Under Rule 26, a “treating physician may testify as either a lay witness or an expert witness; however, in order to testify an expert witness, the physician must provide the required disclosures under either Rule 26(a)(2)(B) or Rule 26(a)(2)(C).” Sweat, 2015 WL 8270434, at *2 (M.D. Fla. Dec. 8, 2015). Rule 26's requirements are “not merely aspirational, ” rather, they are “designed to allow both sides in a case to prepare their cases adequately and to prevent surprise.” Western Union Holdings, Inc. v. Eastern Union, Inc., 316 Fed.Appx. 850, 854 (11th Cir. 2008).

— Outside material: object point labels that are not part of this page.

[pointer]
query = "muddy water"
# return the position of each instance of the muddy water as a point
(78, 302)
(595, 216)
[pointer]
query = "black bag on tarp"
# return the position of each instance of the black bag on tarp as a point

If a treating physician's testimony is based on a hypothesis, not the experience of treating the patient, i.e. the opinion is directed to matters that are not critical to the clinical decision-making process, then the treating physician's opinion is inadmissible unless the physician provides a written expert report in compliance with Rule 26(a)(2)(B). Williams v. Mast Biosurgery USA, Inc., 644 F.3d 1312, 1317-18 (11th Cir. 2011) (treating physician's testimony on identity of foreign material removed from abdomen held inadmissible as lay opinion of treating physician in products liability case against manufacturer, since exact identity of substance was not critical to decision to remove it); U.S. v. Henderson, 409 F.3d 1293 (11th Cir. 2005) (treating physician's diagnosis of injury (fractured jaw) held permissible lay testimony, while statement about cause of injury (blow to side of face) was not essential to clinical decision-making and thus constituted impermissible lay opinion); Maluff v. Sam's East, Inc., 2017 WL 5290879 (S.D. Fla. 2017); Muzaffar v. Ross Dress for Less, Inc., 2013 WL 3850848, at *1 (S.D. Fla. July 26, 2013) (if a “treating physician or provider ventures beyond [observation, diagnosis, and treatment] and includes opinions on causation, prognosis, and/or future implications of the injury, then he or she must provide a full report satisfying the requirements of Federal Rule of Civil Procedure 26(a)(2)(B)”).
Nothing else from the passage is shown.